If I think for a minute, through the lens of the Exposome, what environments or landscapes would I want to be ‘exposed’ to? If I am but a sieve, exchanging positive or negative information with my environment and it subsequently being encoded in mine and my future offspring’s genes, where should I place myself? I immediately think of places that are more ‘natural’. Places with good dirt, where you can smell entropy and the cycles of life. I also think of the damage I’ve potentially done, living most of my life in crowded, polluted cities, sucking down car exhaust while riding my bike to work.
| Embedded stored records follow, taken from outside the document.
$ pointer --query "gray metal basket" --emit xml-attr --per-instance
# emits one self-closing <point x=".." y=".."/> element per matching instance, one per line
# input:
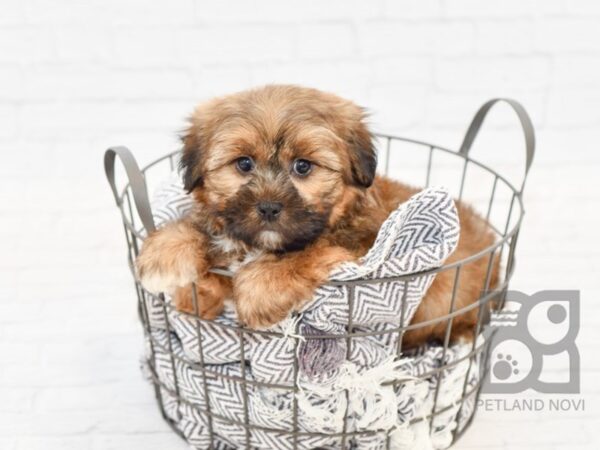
<point x="132" y="201"/>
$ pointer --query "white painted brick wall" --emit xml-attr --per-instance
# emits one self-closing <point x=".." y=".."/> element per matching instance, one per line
<point x="78" y="76"/>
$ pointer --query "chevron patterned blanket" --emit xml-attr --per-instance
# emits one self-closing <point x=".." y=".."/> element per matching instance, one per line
<point x="333" y="381"/>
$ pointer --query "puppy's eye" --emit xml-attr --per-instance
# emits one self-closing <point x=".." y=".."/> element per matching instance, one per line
<point x="244" y="164"/>
<point x="302" y="167"/>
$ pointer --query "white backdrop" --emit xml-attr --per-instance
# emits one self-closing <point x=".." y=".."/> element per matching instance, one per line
<point x="78" y="76"/>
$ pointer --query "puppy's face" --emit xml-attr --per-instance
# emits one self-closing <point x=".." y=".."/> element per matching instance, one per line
<point x="278" y="165"/>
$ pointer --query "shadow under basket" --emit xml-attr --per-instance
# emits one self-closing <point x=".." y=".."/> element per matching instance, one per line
<point x="210" y="386"/>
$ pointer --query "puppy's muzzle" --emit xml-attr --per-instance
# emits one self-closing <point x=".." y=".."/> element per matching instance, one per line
<point x="269" y="211"/>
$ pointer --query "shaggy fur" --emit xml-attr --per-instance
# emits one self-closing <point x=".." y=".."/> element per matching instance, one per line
<point x="246" y="149"/>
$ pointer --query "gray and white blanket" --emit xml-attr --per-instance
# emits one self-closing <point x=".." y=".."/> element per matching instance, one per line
<point x="333" y="381"/>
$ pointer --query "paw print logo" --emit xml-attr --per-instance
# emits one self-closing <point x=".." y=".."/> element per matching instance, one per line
<point x="505" y="367"/>
<point x="537" y="329"/>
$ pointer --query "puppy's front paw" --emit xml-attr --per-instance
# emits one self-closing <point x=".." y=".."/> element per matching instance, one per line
<point x="265" y="292"/>
<point x="169" y="259"/>
<point x="211" y="292"/>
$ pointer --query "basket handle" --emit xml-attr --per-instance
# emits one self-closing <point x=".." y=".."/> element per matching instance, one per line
<point x="526" y="125"/>
<point x="136" y="181"/>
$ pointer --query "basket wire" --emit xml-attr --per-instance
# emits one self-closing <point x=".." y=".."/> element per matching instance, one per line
<point x="136" y="214"/>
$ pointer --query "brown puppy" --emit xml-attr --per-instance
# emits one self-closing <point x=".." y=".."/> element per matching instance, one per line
<point x="285" y="189"/>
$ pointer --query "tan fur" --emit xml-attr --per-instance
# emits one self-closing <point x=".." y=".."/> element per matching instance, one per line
<point x="329" y="216"/>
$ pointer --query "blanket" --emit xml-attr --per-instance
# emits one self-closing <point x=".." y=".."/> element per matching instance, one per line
<point x="385" y="396"/>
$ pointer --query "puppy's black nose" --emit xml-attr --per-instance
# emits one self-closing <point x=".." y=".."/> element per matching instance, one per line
<point x="269" y="210"/>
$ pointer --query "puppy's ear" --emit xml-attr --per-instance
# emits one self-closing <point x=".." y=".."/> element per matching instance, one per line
<point x="363" y="157"/>
<point x="191" y="161"/>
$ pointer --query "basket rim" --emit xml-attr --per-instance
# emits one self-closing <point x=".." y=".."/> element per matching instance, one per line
<point x="504" y="237"/>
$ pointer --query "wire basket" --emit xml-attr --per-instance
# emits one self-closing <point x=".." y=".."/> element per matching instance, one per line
<point x="497" y="199"/>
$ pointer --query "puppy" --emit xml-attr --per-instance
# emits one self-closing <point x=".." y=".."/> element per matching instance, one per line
<point x="285" y="189"/>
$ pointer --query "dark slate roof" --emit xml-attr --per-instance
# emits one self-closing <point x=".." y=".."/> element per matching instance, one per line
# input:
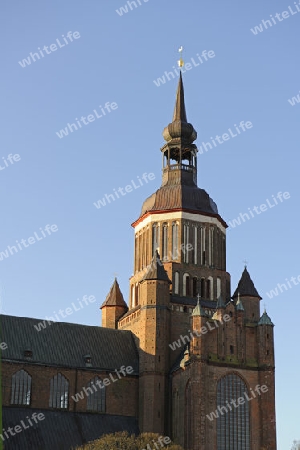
<point x="156" y="270"/>
<point x="115" y="297"/>
<point x="246" y="286"/>
<point x="198" y="310"/>
<point x="61" y="430"/>
<point x="188" y="301"/>
<point x="65" y="344"/>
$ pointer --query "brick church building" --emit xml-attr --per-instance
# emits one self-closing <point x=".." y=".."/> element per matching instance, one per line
<point x="185" y="358"/>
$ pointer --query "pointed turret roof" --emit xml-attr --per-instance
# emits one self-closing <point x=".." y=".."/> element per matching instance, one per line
<point x="265" y="319"/>
<point x="179" y="110"/>
<point x="246" y="286"/>
<point x="239" y="305"/>
<point x="156" y="270"/>
<point x="198" y="310"/>
<point x="114" y="297"/>
<point x="220" y="303"/>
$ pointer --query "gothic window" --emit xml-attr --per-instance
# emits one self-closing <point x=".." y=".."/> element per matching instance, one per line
<point x="188" y="414"/>
<point x="195" y="245"/>
<point x="176" y="290"/>
<point x="210" y="246"/>
<point x="202" y="288"/>
<point x="155" y="238"/>
<point x="202" y="246"/>
<point x="96" y="396"/>
<point x="218" y="287"/>
<point x="165" y="242"/>
<point x="195" y="289"/>
<point x="186" y="285"/>
<point x="133" y="296"/>
<point x="59" y="392"/>
<point x="21" y="388"/>
<point x="208" y="289"/>
<point x="174" y="240"/>
<point x="233" y="428"/>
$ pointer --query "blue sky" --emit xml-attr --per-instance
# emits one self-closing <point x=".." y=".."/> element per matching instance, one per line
<point x="116" y="59"/>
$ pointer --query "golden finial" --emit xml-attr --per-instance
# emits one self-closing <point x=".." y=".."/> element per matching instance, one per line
<point x="180" y="61"/>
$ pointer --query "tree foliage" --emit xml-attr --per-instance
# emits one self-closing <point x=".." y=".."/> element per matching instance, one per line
<point x="125" y="441"/>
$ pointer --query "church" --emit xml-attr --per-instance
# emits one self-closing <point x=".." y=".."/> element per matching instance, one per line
<point x="187" y="357"/>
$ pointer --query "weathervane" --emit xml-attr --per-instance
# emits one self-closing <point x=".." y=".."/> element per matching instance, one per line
<point x="180" y="61"/>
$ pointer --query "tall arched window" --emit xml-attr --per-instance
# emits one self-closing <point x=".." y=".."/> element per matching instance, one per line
<point x="202" y="244"/>
<point x="202" y="288"/>
<point x="195" y="245"/>
<point x="155" y="238"/>
<point x="210" y="246"/>
<point x="165" y="241"/>
<point x="209" y="288"/>
<point x="186" y="285"/>
<point x="195" y="286"/>
<point x="21" y="388"/>
<point x="175" y="240"/>
<point x="218" y="287"/>
<point x="233" y="427"/>
<point x="96" y="397"/>
<point x="188" y="414"/>
<point x="133" y="296"/>
<point x="176" y="289"/>
<point x="59" y="392"/>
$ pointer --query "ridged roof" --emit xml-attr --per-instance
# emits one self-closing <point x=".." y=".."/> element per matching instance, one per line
<point x="265" y="319"/>
<point x="180" y="196"/>
<point x="60" y="430"/>
<point x="66" y="344"/>
<point x="246" y="286"/>
<point x="156" y="270"/>
<point x="115" y="297"/>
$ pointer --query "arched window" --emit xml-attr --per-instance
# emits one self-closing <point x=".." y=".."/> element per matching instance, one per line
<point x="21" y="388"/>
<point x="210" y="246"/>
<point x="136" y="294"/>
<point x="218" y="287"/>
<point x="202" y="288"/>
<point x="195" y="287"/>
<point x="165" y="242"/>
<point x="176" y="279"/>
<point x="209" y="288"/>
<point x="188" y="413"/>
<point x="133" y="296"/>
<point x="175" y="240"/>
<point x="186" y="240"/>
<point x="195" y="245"/>
<point x="202" y="244"/>
<point x="96" y="396"/>
<point x="59" y="392"/>
<point x="155" y="238"/>
<point x="233" y="428"/>
<point x="186" y="285"/>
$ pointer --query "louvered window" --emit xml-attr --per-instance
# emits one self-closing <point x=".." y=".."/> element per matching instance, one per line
<point x="233" y="427"/>
<point x="21" y="388"/>
<point x="59" y="392"/>
<point x="96" y="396"/>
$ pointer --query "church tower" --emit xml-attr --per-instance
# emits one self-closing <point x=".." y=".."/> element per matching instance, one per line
<point x="200" y="349"/>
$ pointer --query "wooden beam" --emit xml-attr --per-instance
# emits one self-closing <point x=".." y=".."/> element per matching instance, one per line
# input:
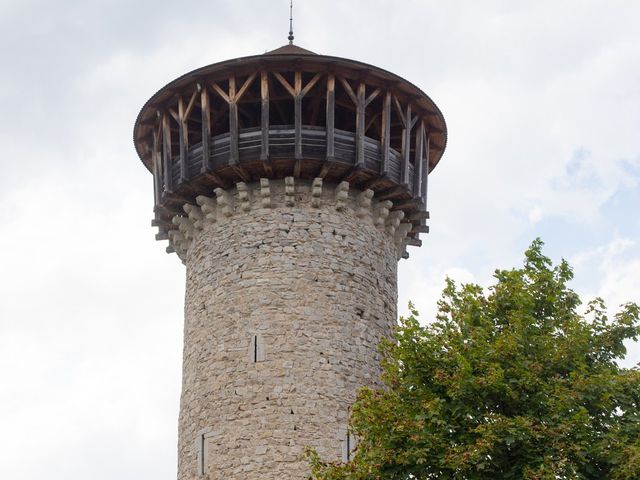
<point x="417" y="161"/>
<point x="398" y="107"/>
<point x="406" y="147"/>
<point x="234" y="153"/>
<point x="331" y="115"/>
<point x="285" y="84"/>
<point x="425" y="170"/>
<point x="360" y="121"/>
<point x="297" y="102"/>
<point x="372" y="97"/>
<point x="385" y="135"/>
<point x="191" y="103"/>
<point x="220" y="92"/>
<point x="349" y="90"/>
<point x="183" y="137"/>
<point x="207" y="161"/>
<point x="157" y="170"/>
<point x="167" y="154"/>
<point x="311" y="84"/>
<point x="264" y="121"/>
<point x="244" y="87"/>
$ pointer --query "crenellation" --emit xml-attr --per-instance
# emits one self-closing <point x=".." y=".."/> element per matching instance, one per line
<point x="341" y="195"/>
<point x="289" y="192"/>
<point x="243" y="196"/>
<point x="393" y="221"/>
<point x="225" y="201"/>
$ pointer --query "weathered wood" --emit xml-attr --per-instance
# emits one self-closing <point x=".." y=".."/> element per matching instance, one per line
<point x="157" y="170"/>
<point x="298" y="126"/>
<point x="331" y="115"/>
<point x="307" y="88"/>
<point x="243" y="89"/>
<point x="191" y="104"/>
<point x="406" y="147"/>
<point x="425" y="170"/>
<point x="391" y="193"/>
<point x="234" y="153"/>
<point x="166" y="153"/>
<point x="183" y="137"/>
<point x="264" y="121"/>
<point x="348" y="90"/>
<point x="385" y="135"/>
<point x="360" y="123"/>
<point x="418" y="160"/>
<point x="207" y="163"/>
<point x="285" y="84"/>
<point x="372" y="96"/>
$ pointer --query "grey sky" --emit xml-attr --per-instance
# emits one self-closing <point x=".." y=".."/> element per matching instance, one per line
<point x="542" y="100"/>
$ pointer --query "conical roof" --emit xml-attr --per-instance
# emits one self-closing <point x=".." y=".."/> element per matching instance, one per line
<point x="290" y="49"/>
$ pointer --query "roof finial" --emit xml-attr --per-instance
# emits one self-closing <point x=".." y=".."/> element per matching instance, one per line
<point x="291" y="23"/>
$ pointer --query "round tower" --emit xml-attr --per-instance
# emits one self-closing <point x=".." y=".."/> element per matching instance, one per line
<point x="289" y="184"/>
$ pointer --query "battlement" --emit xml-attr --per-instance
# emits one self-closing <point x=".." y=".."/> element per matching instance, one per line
<point x="290" y="113"/>
<point x="289" y="194"/>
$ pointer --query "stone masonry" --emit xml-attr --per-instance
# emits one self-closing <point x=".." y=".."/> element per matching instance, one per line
<point x="290" y="286"/>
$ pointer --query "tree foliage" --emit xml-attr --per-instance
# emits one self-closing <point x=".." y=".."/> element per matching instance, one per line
<point x="512" y="384"/>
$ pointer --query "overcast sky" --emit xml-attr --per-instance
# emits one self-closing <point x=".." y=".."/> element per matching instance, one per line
<point x="542" y="101"/>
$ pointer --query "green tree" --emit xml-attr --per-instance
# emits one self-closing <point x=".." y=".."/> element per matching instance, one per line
<point x="512" y="384"/>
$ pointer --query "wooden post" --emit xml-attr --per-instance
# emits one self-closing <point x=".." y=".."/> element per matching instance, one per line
<point x="234" y="153"/>
<point x="167" y="154"/>
<point x="157" y="170"/>
<point x="264" y="93"/>
<point x="297" y="100"/>
<point x="385" y="135"/>
<point x="417" y="161"/>
<point x="360" y="119"/>
<point x="425" y="170"/>
<point x="183" y="135"/>
<point x="207" y="164"/>
<point x="331" y="116"/>
<point x="406" y="147"/>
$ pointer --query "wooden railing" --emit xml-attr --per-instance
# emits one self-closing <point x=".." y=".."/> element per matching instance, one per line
<point x="282" y="146"/>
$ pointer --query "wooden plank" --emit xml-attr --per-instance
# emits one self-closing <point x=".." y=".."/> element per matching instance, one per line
<point x="285" y="84"/>
<point x="425" y="170"/>
<point x="311" y="84"/>
<point x="297" y="101"/>
<point x="166" y="153"/>
<point x="234" y="153"/>
<point x="349" y="90"/>
<point x="385" y="135"/>
<point x="417" y="161"/>
<point x="183" y="137"/>
<point x="264" y="122"/>
<point x="207" y="161"/>
<point x="191" y="103"/>
<point x="372" y="96"/>
<point x="398" y="107"/>
<point x="157" y="170"/>
<point x="243" y="89"/>
<point x="360" y="121"/>
<point x="220" y="92"/>
<point x="406" y="148"/>
<point x="331" y="115"/>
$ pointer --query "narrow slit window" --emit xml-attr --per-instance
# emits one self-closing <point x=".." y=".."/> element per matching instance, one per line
<point x="256" y="348"/>
<point x="202" y="455"/>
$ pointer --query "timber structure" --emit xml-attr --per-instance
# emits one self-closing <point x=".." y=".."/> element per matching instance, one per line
<point x="291" y="113"/>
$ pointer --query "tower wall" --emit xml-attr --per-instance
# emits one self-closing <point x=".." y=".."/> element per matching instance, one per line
<point x="289" y="289"/>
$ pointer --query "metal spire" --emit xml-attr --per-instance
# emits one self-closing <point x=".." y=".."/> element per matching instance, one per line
<point x="291" y="23"/>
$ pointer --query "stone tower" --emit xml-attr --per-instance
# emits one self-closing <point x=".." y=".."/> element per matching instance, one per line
<point x="289" y="184"/>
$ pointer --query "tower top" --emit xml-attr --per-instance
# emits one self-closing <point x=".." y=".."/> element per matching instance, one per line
<point x="291" y="23"/>
<point x="291" y="113"/>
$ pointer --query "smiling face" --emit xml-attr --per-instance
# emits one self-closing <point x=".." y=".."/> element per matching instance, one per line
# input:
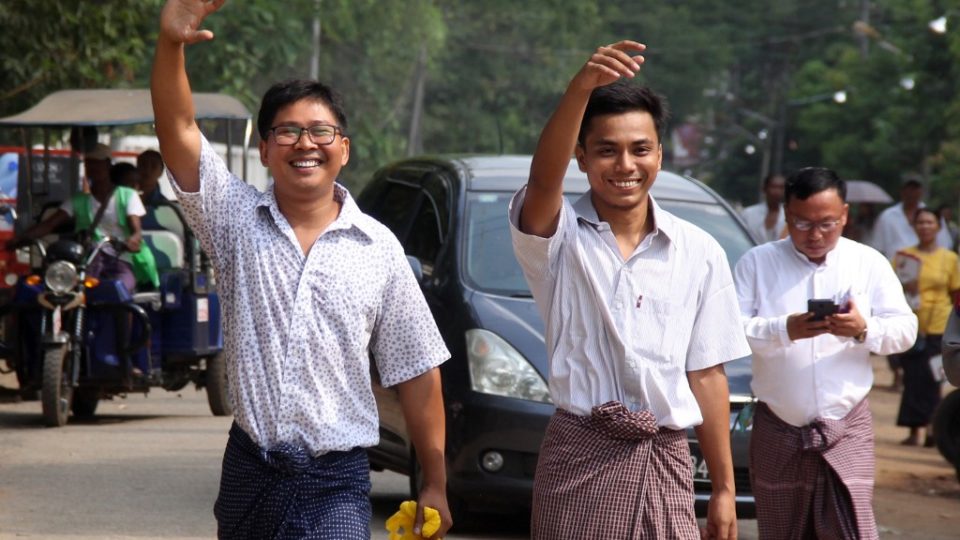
<point x="927" y="226"/>
<point x="819" y="208"/>
<point x="621" y="155"/>
<point x="305" y="169"/>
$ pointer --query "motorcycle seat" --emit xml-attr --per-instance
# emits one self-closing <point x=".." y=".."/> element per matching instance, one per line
<point x="149" y="299"/>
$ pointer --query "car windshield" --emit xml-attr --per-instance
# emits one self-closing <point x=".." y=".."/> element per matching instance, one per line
<point x="490" y="265"/>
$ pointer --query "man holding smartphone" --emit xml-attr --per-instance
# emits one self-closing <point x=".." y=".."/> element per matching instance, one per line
<point x="811" y="451"/>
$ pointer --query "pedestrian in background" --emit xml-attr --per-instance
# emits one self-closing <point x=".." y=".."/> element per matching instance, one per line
<point x="811" y="450"/>
<point x="765" y="219"/>
<point x="312" y="288"/>
<point x="892" y="232"/>
<point x="945" y="214"/>
<point x="636" y="304"/>
<point x="937" y="285"/>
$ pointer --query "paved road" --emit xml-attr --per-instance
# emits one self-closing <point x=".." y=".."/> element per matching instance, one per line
<point x="145" y="467"/>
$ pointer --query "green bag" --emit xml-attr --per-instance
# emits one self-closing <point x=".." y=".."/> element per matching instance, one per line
<point x="143" y="262"/>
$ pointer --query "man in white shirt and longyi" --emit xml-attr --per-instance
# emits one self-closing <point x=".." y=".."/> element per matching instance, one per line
<point x="811" y="455"/>
<point x="637" y="307"/>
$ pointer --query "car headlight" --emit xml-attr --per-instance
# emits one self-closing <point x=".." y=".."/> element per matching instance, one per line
<point x="499" y="369"/>
<point x="60" y="277"/>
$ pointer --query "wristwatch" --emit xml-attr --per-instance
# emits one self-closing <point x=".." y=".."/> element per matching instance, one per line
<point x="862" y="336"/>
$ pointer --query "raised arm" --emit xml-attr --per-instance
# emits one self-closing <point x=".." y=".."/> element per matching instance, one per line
<point x="173" y="109"/>
<point x="541" y="207"/>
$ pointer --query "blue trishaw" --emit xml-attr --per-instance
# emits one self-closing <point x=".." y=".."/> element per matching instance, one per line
<point x="75" y="339"/>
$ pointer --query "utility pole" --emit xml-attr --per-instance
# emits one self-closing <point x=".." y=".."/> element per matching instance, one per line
<point x="315" y="56"/>
<point x="415" y="137"/>
<point x="864" y="38"/>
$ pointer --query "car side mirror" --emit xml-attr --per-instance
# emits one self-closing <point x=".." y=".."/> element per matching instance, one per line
<point x="416" y="267"/>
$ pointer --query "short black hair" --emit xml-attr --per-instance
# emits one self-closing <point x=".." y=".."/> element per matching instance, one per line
<point x="124" y="174"/>
<point x="928" y="210"/>
<point x="620" y="98"/>
<point x="812" y="180"/>
<point x="290" y="91"/>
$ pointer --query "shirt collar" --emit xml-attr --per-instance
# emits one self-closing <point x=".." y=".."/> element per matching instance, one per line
<point x="663" y="222"/>
<point x="350" y="213"/>
<point x="828" y="261"/>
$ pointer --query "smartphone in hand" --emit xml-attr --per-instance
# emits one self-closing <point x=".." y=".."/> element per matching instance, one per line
<point x="821" y="307"/>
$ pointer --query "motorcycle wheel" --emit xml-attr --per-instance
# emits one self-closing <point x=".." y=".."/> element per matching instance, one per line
<point x="216" y="383"/>
<point x="56" y="397"/>
<point x="85" y="403"/>
<point x="946" y="428"/>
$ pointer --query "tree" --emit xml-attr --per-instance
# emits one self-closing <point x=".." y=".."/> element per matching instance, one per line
<point x="59" y="44"/>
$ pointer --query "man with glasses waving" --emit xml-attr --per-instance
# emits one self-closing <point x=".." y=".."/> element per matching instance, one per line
<point x="311" y="289"/>
<point x="814" y="306"/>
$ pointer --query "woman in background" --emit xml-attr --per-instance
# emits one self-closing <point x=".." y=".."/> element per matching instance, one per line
<point x="937" y="285"/>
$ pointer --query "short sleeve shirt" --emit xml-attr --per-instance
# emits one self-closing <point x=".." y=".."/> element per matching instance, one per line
<point x="299" y="330"/>
<point x="630" y="330"/>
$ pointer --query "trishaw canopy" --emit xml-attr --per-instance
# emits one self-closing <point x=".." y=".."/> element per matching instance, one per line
<point x="112" y="107"/>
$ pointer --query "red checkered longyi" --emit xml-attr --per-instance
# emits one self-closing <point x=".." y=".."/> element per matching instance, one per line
<point x="815" y="481"/>
<point x="613" y="474"/>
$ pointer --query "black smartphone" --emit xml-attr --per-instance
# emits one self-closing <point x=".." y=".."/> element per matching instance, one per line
<point x="821" y="308"/>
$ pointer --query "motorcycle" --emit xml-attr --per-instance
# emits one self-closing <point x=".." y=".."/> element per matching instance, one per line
<point x="80" y="339"/>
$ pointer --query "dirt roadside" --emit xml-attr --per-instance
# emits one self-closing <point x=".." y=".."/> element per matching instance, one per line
<point x="917" y="492"/>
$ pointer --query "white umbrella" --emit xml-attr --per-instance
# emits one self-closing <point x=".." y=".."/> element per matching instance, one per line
<point x="862" y="191"/>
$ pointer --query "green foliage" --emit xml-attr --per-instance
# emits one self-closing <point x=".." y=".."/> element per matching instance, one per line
<point x="58" y="44"/>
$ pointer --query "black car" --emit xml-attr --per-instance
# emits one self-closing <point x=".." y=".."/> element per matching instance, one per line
<point x="450" y="214"/>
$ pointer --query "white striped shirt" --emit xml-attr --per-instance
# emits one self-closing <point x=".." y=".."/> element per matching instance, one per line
<point x="299" y="330"/>
<point x="825" y="376"/>
<point x="629" y="330"/>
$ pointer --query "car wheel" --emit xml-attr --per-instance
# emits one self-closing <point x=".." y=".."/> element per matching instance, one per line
<point x="85" y="403"/>
<point x="57" y="393"/>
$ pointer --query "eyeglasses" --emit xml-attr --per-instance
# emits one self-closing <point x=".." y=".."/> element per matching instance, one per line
<point x="322" y="134"/>
<point x="823" y="226"/>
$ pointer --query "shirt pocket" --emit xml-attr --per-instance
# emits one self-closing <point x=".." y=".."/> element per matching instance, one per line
<point x="655" y="333"/>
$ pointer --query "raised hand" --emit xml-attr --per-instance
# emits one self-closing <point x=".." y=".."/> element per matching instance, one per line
<point x="180" y="20"/>
<point x="608" y="64"/>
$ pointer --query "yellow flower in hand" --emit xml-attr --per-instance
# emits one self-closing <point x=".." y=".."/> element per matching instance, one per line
<point x="404" y="519"/>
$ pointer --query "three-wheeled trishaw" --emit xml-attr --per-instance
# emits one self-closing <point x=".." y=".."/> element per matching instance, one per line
<point x="77" y="339"/>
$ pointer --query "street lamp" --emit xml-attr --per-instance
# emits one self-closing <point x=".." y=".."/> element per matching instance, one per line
<point x="939" y="25"/>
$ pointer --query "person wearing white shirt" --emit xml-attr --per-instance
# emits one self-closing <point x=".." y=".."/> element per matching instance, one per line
<point x="765" y="219"/>
<point x="812" y="440"/>
<point x="315" y="294"/>
<point x="637" y="308"/>
<point x="894" y="231"/>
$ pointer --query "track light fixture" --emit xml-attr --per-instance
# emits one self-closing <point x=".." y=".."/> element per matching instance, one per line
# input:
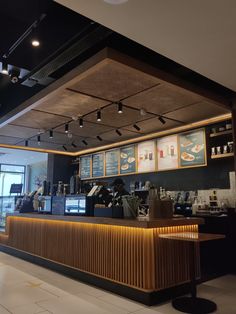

So then how do landscape architects fit into this puzzle? Well, we are deeply invested in one of the three spheres, the environment. As designers of environments, in particular landscapes and open spaces, the idea that through our projects we are directly affecting the expression of peoples genes and their resiliency or susceptibility to disease is exhilarating! The fact that through what we put down on paper and is eventually built, the exposures we curate in landscape can potentially poison or purify users, be they animals, plants or people. Researchers studying the Exposome not only look at material influences on the body, be they toxins, nutrients, but they also factor in more intangible influences such as relationships, climate, family history and culture. In this way they are similar to landscape architects in their holistic understanding of how people either flourish or perish in their environment. As landscape architects we have great influence over these elements that eventually become our Exposome. We are designing the Exposome not just for it to look pretty, to win awards or to save the planet from the carbon apocalypse but we are also designing it to protect future generations health through the epigenetic dance of people and place.